Classical transport theory for the planar Hall effect with threefold symmetry

TL;DR

This paper demonstrates that the threefold-symmetric planar Hall effect can be explained purely by classical transport theory, specifically through a third-order expansion of the Boltzmann equation, without invoking quantum mechanisms.

Contribution

It introduces a classical explanation for the threefold-symmetric PHE based on crystal symmetry and a third-order Boltzmann equation expansion, challenging quantum-centric interpretations.

Findings

The threefold component arises from crystal mirror plane orientations.

The classical effect is widespread across various crystal symmetries.

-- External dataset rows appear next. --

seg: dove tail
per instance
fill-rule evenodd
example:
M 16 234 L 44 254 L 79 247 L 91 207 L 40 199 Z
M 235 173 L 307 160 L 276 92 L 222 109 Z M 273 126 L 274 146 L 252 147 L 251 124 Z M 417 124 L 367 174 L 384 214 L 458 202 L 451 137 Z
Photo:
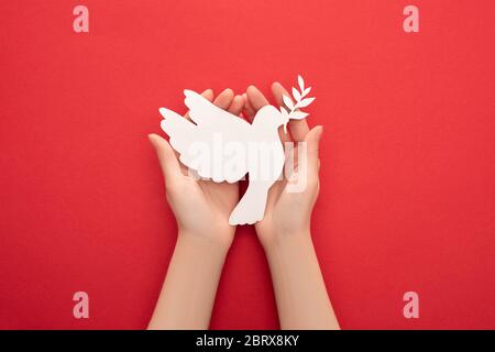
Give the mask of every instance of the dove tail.
M 229 224 L 252 224 L 263 220 L 268 189 L 266 183 L 250 182 L 244 196 L 230 215 Z
M 160 125 L 170 138 L 174 148 L 177 151 L 185 150 L 186 144 L 196 132 L 196 124 L 166 108 L 160 108 L 160 113 L 163 117 Z

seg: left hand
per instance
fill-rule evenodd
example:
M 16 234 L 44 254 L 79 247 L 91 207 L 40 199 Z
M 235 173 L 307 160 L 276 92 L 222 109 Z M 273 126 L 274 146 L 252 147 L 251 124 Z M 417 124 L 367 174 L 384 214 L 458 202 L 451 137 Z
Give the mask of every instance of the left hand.
M 213 100 L 211 89 L 201 95 Z M 243 98 L 234 97 L 231 89 L 223 90 L 213 103 L 235 116 L 244 107 Z M 187 113 L 185 119 L 189 119 Z M 166 197 L 177 220 L 179 237 L 202 239 L 229 249 L 235 233 L 235 227 L 229 224 L 229 216 L 239 201 L 238 183 L 213 183 L 190 177 L 166 140 L 157 134 L 148 138 L 165 177 Z

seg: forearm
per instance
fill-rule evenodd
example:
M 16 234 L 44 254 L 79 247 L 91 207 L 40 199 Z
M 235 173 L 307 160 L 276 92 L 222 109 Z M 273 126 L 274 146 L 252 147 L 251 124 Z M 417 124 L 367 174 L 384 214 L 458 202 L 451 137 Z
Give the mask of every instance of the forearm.
M 282 329 L 339 329 L 309 234 L 265 249 Z
M 227 249 L 179 233 L 148 329 L 208 329 Z

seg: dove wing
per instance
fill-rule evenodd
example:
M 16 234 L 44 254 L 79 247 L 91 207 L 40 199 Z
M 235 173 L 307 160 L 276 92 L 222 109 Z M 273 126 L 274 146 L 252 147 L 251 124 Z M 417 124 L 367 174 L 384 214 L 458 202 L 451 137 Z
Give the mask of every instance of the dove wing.
M 238 182 L 248 173 L 245 167 L 231 167 L 241 165 L 251 136 L 252 127 L 245 120 L 224 111 L 208 99 L 191 90 L 184 91 L 185 103 L 189 108 L 189 117 L 196 123 L 183 118 L 176 112 L 161 108 L 164 120 L 162 129 L 170 138 L 170 145 L 179 153 L 180 162 L 196 170 L 199 176 L 210 178 L 216 183 Z M 215 164 L 213 156 L 216 145 L 221 140 L 222 147 L 230 154 L 230 158 L 221 160 L 221 164 Z M 244 146 L 244 153 L 232 150 L 233 142 Z M 222 152 L 222 151 L 220 151 Z M 223 151 L 222 155 L 226 151 Z M 237 162 L 237 164 L 235 164 Z M 224 167 L 226 163 L 230 163 Z M 220 166 L 220 167 L 219 167 Z
M 189 117 L 199 127 L 208 127 L 219 131 L 227 129 L 229 133 L 242 132 L 251 128 L 251 124 L 244 119 L 220 109 L 196 91 L 186 89 L 184 95 L 186 96 L 184 102 L 189 108 Z

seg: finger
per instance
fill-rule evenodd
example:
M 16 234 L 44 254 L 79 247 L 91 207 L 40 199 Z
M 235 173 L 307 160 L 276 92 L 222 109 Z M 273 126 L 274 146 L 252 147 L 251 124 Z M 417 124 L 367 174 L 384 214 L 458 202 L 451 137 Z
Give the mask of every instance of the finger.
M 248 120 L 250 122 L 253 122 L 254 116 L 256 114 L 256 111 L 254 111 L 253 106 L 250 102 L 250 99 L 248 98 L 246 94 L 242 95 L 242 99 L 244 100 L 244 111 Z
M 227 110 L 234 98 L 233 90 L 227 88 L 213 100 L 213 103 L 220 109 Z
M 320 168 L 319 146 L 322 133 L 323 128 L 321 125 L 317 125 L 306 134 L 304 140 L 307 143 L 308 168 L 317 174 Z
M 254 86 L 248 87 L 248 99 L 251 102 L 253 109 L 257 112 L 261 108 L 268 105 L 268 100 L 263 96 L 263 94 Z M 283 143 L 290 142 L 290 138 L 287 133 L 285 133 L 284 128 L 278 128 L 278 135 L 280 136 L 280 141 Z
M 246 95 L 251 106 L 256 112 L 257 110 L 270 103 L 265 96 L 263 96 L 263 94 L 254 86 L 248 87 Z
M 235 96 L 232 99 L 232 102 L 230 103 L 228 111 L 238 117 L 243 108 L 244 108 L 244 99 L 242 99 L 242 96 Z
M 288 91 L 282 86 L 279 82 L 274 82 L 272 85 L 272 92 L 275 97 L 275 100 L 277 105 L 280 107 L 285 107 L 283 96 L 286 95 L 292 99 L 292 96 L 288 94 Z M 302 120 L 289 120 L 289 131 L 290 135 L 293 136 L 293 140 L 295 142 L 300 142 L 305 139 L 306 134 L 309 132 L 308 122 L 306 119 Z
M 201 96 L 206 99 L 208 99 L 209 101 L 213 100 L 213 90 L 212 89 L 207 89 L 204 92 L 201 92 Z M 189 111 L 186 112 L 186 114 L 184 116 L 187 120 L 190 121 L 190 117 L 189 117 Z
M 170 144 L 157 134 L 148 134 L 151 144 L 158 156 L 160 166 L 166 183 L 172 183 L 182 176 L 180 165 Z

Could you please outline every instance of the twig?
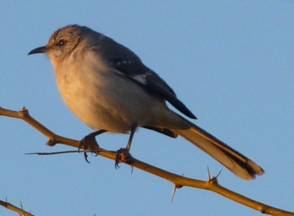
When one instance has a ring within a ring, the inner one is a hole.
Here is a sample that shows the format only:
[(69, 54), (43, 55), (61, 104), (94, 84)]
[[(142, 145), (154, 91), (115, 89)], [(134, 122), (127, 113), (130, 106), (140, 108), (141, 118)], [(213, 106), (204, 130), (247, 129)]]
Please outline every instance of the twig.
[(10, 210), (13, 211), (14, 212), (17, 212), (21, 216), (34, 216), (32, 214), (26, 212), (23, 209), (23, 205), (21, 202), (21, 208), (17, 207), (16, 206), (9, 203), (7, 201), (4, 201), (0, 200), (0, 205), (4, 207), (6, 209), (10, 209)]
[[(0, 115), (9, 116), (24, 120), (47, 136), (49, 138), (47, 144), (49, 145), (56, 143), (61, 143), (76, 148), (79, 147), (79, 141), (78, 140), (62, 136), (53, 133), (32, 117), (29, 115), (27, 109), (25, 108), (22, 108), (22, 110), (20, 111), (13, 111), (0, 108)], [(115, 160), (116, 156), (116, 152), (107, 151), (98, 146), (94, 146), (94, 149), (92, 149), (92, 150), (101, 156)], [(131, 158), (130, 160), (128, 162), (130, 162), (130, 165), (132, 166), (172, 182), (174, 185), (176, 186), (177, 188), (179, 188), (179, 186), (180, 186), (181, 187), (186, 186), (210, 190), (242, 205), (257, 210), (262, 213), (273, 216), (294, 216), (294, 213), (274, 208), (249, 199), (220, 186), (218, 183), (217, 177), (212, 177), (208, 181), (201, 181), (172, 173), (140, 161), (133, 157)]]

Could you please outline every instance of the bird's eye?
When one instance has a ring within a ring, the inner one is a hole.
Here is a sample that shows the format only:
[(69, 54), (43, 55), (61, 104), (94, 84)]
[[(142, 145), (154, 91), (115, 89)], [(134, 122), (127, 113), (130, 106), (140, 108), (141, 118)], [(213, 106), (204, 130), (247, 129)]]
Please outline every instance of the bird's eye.
[(66, 41), (64, 39), (61, 39), (59, 40), (59, 41), (58, 41), (57, 45), (60, 47), (62, 47), (62, 46), (64, 46), (65, 44), (66, 44)]

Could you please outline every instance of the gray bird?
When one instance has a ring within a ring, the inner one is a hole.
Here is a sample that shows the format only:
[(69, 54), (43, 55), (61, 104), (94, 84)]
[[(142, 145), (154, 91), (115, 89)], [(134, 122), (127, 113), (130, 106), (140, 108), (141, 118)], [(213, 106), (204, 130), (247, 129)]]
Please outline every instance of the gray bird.
[(112, 39), (86, 27), (67, 26), (28, 54), (37, 53), (47, 54), (65, 103), (87, 125), (100, 130), (96, 135), (130, 132), (127, 152), (141, 127), (174, 138), (180, 135), (246, 180), (264, 173), (254, 162), (170, 109), (167, 101), (196, 118), (162, 78)]

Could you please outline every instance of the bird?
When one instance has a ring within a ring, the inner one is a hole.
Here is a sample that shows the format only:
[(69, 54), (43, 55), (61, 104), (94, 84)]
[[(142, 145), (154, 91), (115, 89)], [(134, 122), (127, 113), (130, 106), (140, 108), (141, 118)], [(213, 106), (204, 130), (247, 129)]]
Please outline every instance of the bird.
[[(130, 134), (124, 152), (129, 152), (137, 128), (145, 128), (183, 137), (242, 179), (251, 180), (264, 173), (253, 161), (188, 120), (196, 117), (168, 84), (133, 51), (110, 37), (70, 25), (55, 31), (45, 46), (28, 54), (38, 53), (47, 55), (65, 103), (97, 130), (93, 134)], [(187, 117), (170, 109), (167, 103)]]

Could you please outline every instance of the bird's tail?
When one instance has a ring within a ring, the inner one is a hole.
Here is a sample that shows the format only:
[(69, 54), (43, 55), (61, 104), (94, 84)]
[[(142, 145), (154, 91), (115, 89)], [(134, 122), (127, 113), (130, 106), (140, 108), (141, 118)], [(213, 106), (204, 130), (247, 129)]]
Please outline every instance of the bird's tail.
[(262, 175), (264, 170), (254, 162), (218, 139), (208, 132), (189, 122), (188, 129), (172, 131), (190, 141), (220, 162), (235, 175), (251, 180), (256, 175)]

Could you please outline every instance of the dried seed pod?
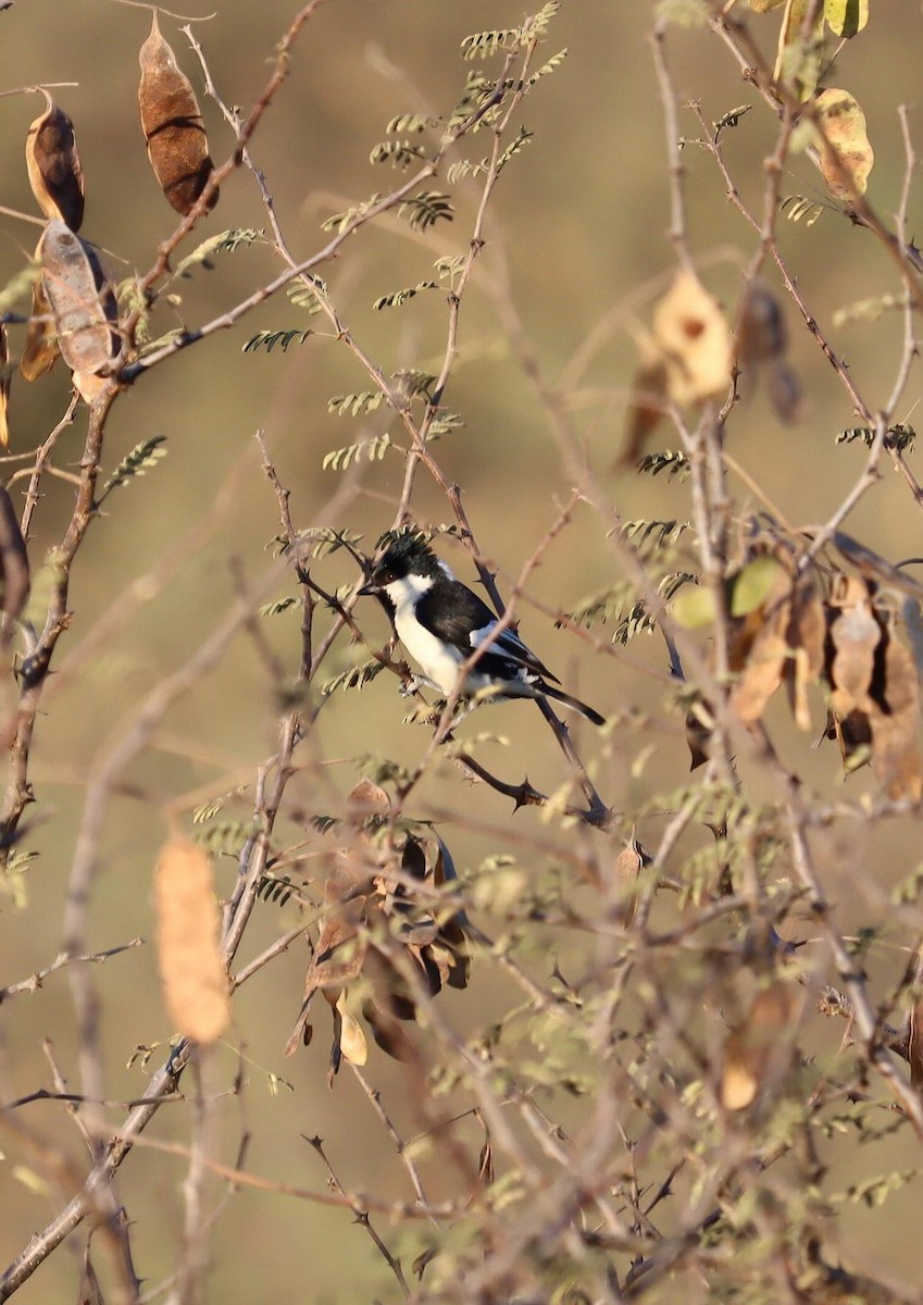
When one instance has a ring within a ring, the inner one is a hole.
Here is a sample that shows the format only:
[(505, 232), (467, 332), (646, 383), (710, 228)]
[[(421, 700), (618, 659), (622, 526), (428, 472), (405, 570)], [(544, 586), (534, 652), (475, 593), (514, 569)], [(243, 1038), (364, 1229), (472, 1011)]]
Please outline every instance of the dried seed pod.
[(9, 425), (7, 424), (7, 405), (9, 402), (9, 351), (7, 350), (7, 328), (0, 322), (0, 444), (7, 448), (9, 444)]
[[(35, 251), (39, 257), (42, 241)], [(44, 298), (42, 277), (33, 282), (33, 311), (26, 326), (26, 343), (22, 346), (20, 358), (20, 372), (25, 381), (37, 381), (55, 365), (57, 358), (57, 337), (55, 335), (55, 322), (51, 317), (51, 304)]]
[(218, 945), (211, 860), (198, 843), (175, 839), (154, 873), (156, 947), (169, 1018), (197, 1043), (212, 1043), (229, 1021), (228, 987)]
[(99, 372), (117, 351), (115, 295), (91, 245), (57, 219), (46, 227), (39, 257), (57, 347), (90, 403), (106, 384)]
[[(154, 176), (177, 213), (192, 213), (214, 170), (198, 100), (189, 78), (160, 35), (156, 13), (141, 47), (138, 107)], [(218, 204), (218, 187), (206, 210)]]
[(83, 170), (77, 153), (74, 124), (52, 103), (29, 128), (26, 167), (29, 184), (46, 218), (60, 218), (72, 231), (83, 221)]

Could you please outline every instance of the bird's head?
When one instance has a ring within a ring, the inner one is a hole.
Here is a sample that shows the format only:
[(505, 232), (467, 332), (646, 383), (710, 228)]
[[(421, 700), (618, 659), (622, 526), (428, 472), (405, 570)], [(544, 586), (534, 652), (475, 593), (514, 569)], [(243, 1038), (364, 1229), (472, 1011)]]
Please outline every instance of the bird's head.
[(445, 576), (448, 568), (435, 556), (422, 535), (407, 531), (391, 538), (385, 552), (372, 566), (360, 594), (381, 594), (394, 581), (408, 576)]

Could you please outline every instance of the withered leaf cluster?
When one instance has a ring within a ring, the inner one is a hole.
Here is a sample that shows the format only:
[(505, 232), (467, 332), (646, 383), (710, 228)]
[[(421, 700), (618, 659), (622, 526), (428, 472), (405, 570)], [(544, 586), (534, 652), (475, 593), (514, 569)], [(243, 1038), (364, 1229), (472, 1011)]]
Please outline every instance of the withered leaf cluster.
[(347, 817), (325, 835), (330, 873), (323, 924), (286, 1054), (312, 1040), (308, 1017), (321, 992), (334, 1017), (331, 1082), (343, 1057), (365, 1062), (365, 1034), (353, 1010), (379, 1047), (409, 1060), (413, 1044), (402, 1022), (416, 1018), (418, 994), (468, 984), (464, 914), (434, 902), (455, 877), (447, 848), (430, 834), (405, 833), (396, 843), (381, 837), (388, 809), (387, 793), (362, 780), (349, 793)]
[[(147, 157), (160, 189), (176, 211), (186, 217), (209, 184), (214, 164), (196, 93), (160, 35), (156, 12), (139, 63), (138, 107)], [(206, 211), (216, 204), (215, 185), (205, 201)]]
[[(823, 564), (799, 566), (781, 544), (765, 549), (759, 562), (759, 602), (739, 604), (743, 611), (735, 611), (735, 587), (756, 564), (748, 561), (727, 581), (729, 658), (737, 676), (731, 710), (754, 724), (785, 684), (794, 719), (807, 731), (808, 689), (820, 683), (828, 702), (825, 733), (840, 743), (847, 767), (871, 762), (889, 797), (919, 801), (919, 680), (897, 636), (893, 594), (923, 596), (923, 589), (840, 534)], [(704, 705), (687, 720), (694, 769), (707, 758), (708, 724)]]

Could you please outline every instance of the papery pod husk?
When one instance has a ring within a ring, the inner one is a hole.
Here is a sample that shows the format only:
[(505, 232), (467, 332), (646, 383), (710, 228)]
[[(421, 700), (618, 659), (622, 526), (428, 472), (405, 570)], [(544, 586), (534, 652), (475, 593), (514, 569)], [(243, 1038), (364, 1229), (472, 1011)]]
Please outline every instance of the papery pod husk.
[(4, 449), (9, 445), (9, 424), (7, 422), (7, 407), (9, 405), (9, 350), (7, 347), (7, 328), (0, 322), (0, 444)]
[(112, 287), (91, 245), (59, 219), (46, 227), (38, 252), (57, 347), (89, 403), (106, 384), (99, 372), (117, 352)]
[[(138, 61), (138, 107), (147, 157), (167, 200), (186, 217), (205, 191), (214, 164), (192, 82), (180, 72), (173, 51), (160, 35), (156, 13)], [(216, 204), (218, 187), (209, 196), (206, 211)]]
[(47, 100), (44, 114), (26, 134), (29, 184), (46, 218), (59, 218), (72, 231), (83, 221), (83, 170), (74, 137), (74, 124), (63, 108)]
[[(35, 249), (35, 258), (40, 257), (42, 241)], [(20, 356), (20, 375), (23, 381), (37, 381), (55, 365), (57, 359), (57, 335), (55, 324), (51, 320), (51, 304), (44, 296), (42, 287), (42, 274), (33, 282), (33, 311), (26, 326), (26, 342)]]

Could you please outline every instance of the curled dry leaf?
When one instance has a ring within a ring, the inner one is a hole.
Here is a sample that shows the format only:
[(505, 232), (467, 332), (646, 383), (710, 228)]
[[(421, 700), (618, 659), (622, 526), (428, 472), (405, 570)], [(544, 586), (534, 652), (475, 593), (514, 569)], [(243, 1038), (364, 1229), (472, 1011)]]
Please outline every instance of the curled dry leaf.
[(666, 393), (683, 407), (727, 389), (731, 343), (725, 315), (695, 273), (682, 268), (653, 313), (653, 339), (666, 368)]
[(112, 334), (115, 295), (93, 247), (59, 219), (46, 227), (38, 256), (57, 347), (81, 397), (90, 403), (106, 384), (99, 373), (117, 348)]
[(74, 124), (47, 91), (46, 111), (29, 127), (26, 168), (29, 184), (46, 218), (59, 218), (72, 231), (83, 221), (83, 170)]
[[(196, 93), (176, 56), (160, 35), (154, 13), (151, 34), (141, 47), (138, 107), (147, 157), (160, 189), (177, 213), (192, 213), (209, 184), (214, 164)], [(218, 187), (206, 201), (206, 211), (218, 204)]]
[(834, 200), (866, 193), (875, 151), (866, 134), (866, 115), (847, 90), (830, 87), (817, 95), (821, 129), (820, 170)]
[(7, 347), (7, 328), (0, 322), (0, 444), (4, 449), (9, 445), (9, 424), (7, 408), (9, 406), (9, 350)]
[(798, 1022), (800, 993), (790, 983), (776, 980), (757, 992), (743, 1022), (725, 1043), (721, 1073), (721, 1103), (727, 1111), (743, 1111), (760, 1088), (772, 1087), (785, 1074), (791, 1058), (789, 1031)]
[(156, 949), (169, 1018), (184, 1037), (212, 1043), (229, 1021), (228, 987), (218, 944), (211, 860), (197, 843), (175, 839), (154, 874)]

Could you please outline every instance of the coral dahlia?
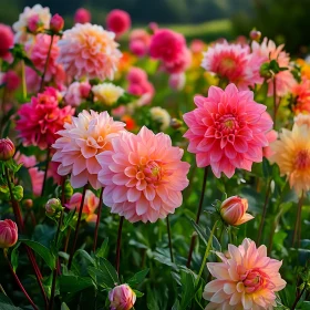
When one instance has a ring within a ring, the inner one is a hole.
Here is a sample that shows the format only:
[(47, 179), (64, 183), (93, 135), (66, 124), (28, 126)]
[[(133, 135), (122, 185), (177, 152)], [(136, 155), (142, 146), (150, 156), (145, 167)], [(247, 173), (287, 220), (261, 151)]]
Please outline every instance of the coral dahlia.
[[(301, 122), (299, 120), (298, 122)], [(275, 154), (268, 159), (277, 163), (281, 175), (297, 193), (310, 189), (310, 127), (307, 123), (294, 124), (292, 131), (282, 130), (270, 147)]]
[(75, 24), (59, 41), (59, 62), (75, 79), (113, 80), (122, 53), (115, 33), (96, 24)]
[(189, 130), (188, 152), (196, 154), (198, 167), (211, 166), (216, 177), (221, 172), (231, 177), (235, 168), (251, 170), (262, 161), (266, 134), (272, 127), (266, 106), (254, 101), (250, 91), (229, 84), (225, 91), (211, 86), (208, 97), (195, 96), (197, 108), (184, 114)]
[(208, 262), (216, 279), (206, 285), (203, 297), (211, 309), (273, 309), (277, 291), (286, 287), (281, 261), (267, 257), (266, 246), (246, 238), (239, 247), (228, 245), (229, 258), (216, 252), (221, 262)]
[(95, 155), (113, 149), (112, 140), (124, 131), (125, 124), (115, 122), (107, 112), (81, 112), (65, 123), (61, 136), (52, 145), (56, 152), (52, 161), (61, 163), (58, 173), (62, 176), (71, 174), (74, 188), (90, 183), (99, 189), (101, 184), (97, 173), (101, 166)]
[(143, 127), (137, 135), (122, 132), (113, 151), (99, 154), (103, 203), (111, 211), (134, 223), (154, 223), (173, 214), (187, 187), (189, 164), (168, 135)]

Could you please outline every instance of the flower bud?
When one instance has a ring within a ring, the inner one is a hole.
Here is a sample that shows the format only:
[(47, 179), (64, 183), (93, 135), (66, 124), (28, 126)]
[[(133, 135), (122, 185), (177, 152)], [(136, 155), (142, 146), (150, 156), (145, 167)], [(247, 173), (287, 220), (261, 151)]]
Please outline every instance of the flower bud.
[(11, 159), (14, 156), (14, 144), (8, 137), (0, 138), (0, 161)]
[(247, 209), (247, 199), (232, 196), (221, 203), (219, 211), (225, 223), (232, 226), (239, 226), (254, 218), (254, 216), (246, 213)]
[(45, 213), (48, 216), (58, 216), (61, 210), (61, 202), (58, 198), (50, 199), (45, 205)]
[(70, 180), (66, 179), (64, 183), (64, 197), (65, 199), (70, 199), (72, 195), (73, 195), (73, 187), (71, 186)]
[(252, 29), (252, 30), (250, 31), (250, 39), (251, 39), (252, 41), (259, 42), (260, 38), (261, 38), (261, 32), (260, 32), (260, 31), (258, 31), (258, 30), (256, 30), (256, 29)]
[(28, 19), (27, 28), (31, 33), (35, 34), (44, 30), (44, 23), (41, 21), (40, 17), (35, 14)]
[(136, 294), (128, 285), (121, 285), (108, 292), (111, 310), (130, 310), (134, 307)]
[(23, 197), (23, 188), (21, 185), (17, 185), (14, 186), (14, 188), (12, 189), (12, 193), (13, 193), (13, 196), (14, 196), (14, 199), (20, 202)]
[(18, 226), (10, 219), (0, 220), (0, 248), (6, 249), (18, 241)]
[(24, 199), (23, 205), (27, 209), (31, 209), (33, 206), (33, 202), (32, 202), (32, 199)]
[(54, 14), (50, 21), (50, 29), (54, 32), (54, 33), (59, 33), (60, 31), (62, 31), (64, 25), (64, 20), (60, 14)]

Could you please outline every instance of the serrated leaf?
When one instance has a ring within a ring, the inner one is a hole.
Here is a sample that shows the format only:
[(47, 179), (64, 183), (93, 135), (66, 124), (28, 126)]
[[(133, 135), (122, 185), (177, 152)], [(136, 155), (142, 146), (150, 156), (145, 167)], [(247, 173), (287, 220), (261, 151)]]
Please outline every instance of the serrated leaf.
[(41, 256), (51, 270), (55, 268), (55, 257), (51, 254), (50, 249), (37, 241), (28, 239), (20, 239), (20, 241), (32, 248), (39, 256)]
[(136, 272), (131, 279), (128, 279), (126, 282), (128, 283), (130, 287), (134, 287), (140, 285), (146, 275), (148, 273), (149, 269), (144, 269), (142, 271)]

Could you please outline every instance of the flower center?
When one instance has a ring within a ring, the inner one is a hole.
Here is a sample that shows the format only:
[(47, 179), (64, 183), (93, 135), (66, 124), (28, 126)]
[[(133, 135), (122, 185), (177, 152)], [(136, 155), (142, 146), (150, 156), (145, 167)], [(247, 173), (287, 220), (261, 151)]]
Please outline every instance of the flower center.
[(310, 154), (308, 149), (301, 149), (297, 153), (294, 167), (299, 170), (310, 167)]

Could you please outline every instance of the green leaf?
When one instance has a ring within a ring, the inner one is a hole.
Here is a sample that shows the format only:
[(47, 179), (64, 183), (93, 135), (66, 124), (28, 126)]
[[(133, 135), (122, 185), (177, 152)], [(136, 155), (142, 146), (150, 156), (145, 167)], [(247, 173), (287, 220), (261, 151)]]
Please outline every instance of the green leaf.
[(147, 269), (136, 272), (130, 280), (127, 280), (127, 285), (130, 287), (140, 285), (144, 280), (144, 278), (146, 277), (148, 271), (149, 271), (149, 269), (147, 268)]
[(190, 270), (180, 271), (182, 298), (179, 309), (186, 309), (195, 297), (195, 277)]
[(11, 299), (4, 293), (0, 292), (0, 309), (1, 310), (21, 310), (21, 308), (16, 307)]
[(60, 276), (59, 285), (61, 292), (75, 293), (93, 286), (91, 278), (79, 276)]
[(136, 294), (136, 298), (141, 298), (144, 296), (144, 293), (142, 291), (138, 291), (138, 290), (133, 290)]
[(13, 267), (14, 272), (17, 272), (18, 266), (19, 266), (19, 248), (20, 242), (18, 242), (18, 245), (13, 248), (12, 252), (11, 252), (11, 264)]
[(70, 310), (65, 302), (62, 302), (61, 310)]
[(39, 256), (41, 256), (51, 270), (55, 268), (55, 258), (51, 254), (50, 249), (48, 249), (46, 247), (44, 247), (43, 245), (37, 241), (32, 241), (28, 239), (20, 239), (20, 241), (24, 242), (27, 246), (32, 248)]
[(107, 248), (108, 238), (105, 238), (101, 247), (96, 251), (96, 257), (103, 258)]
[(100, 286), (114, 288), (120, 281), (116, 270), (105, 258), (100, 259), (97, 268), (91, 266), (87, 270)]
[(190, 218), (190, 224), (193, 225), (194, 229), (196, 230), (200, 239), (205, 242), (205, 245), (207, 245), (208, 237), (206, 232), (203, 230), (203, 228), (199, 225), (197, 225), (193, 218)]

The amplitude of the classical threefold PHE is comparable to the anomalous Hall effect.

Abstract

In recent years, the planar Hall effect (PHE) has become a key probe of Berry curvature and the anomalous Hall effect (AHE). Threefold-symmetric signals under in-plane fields are often attributed to such quantum mechanisms. Here, we establish a purely classical origin for a three-fold-symmetric PHE. The idea is simple yet decisive: a third-order expansion of the Boltzmann equation in the magnetic field reveals that the threefold component originates from the relative positions of the mirror planes in the crystals with respect to the measurement setups. Remarkably, the threefold contribution should be ubiquitous because this symmetry condition can be realized across a broad range of crystals. Numerical estimates based on concrete models further show that its amplitude is comparable to that expected from the AHE.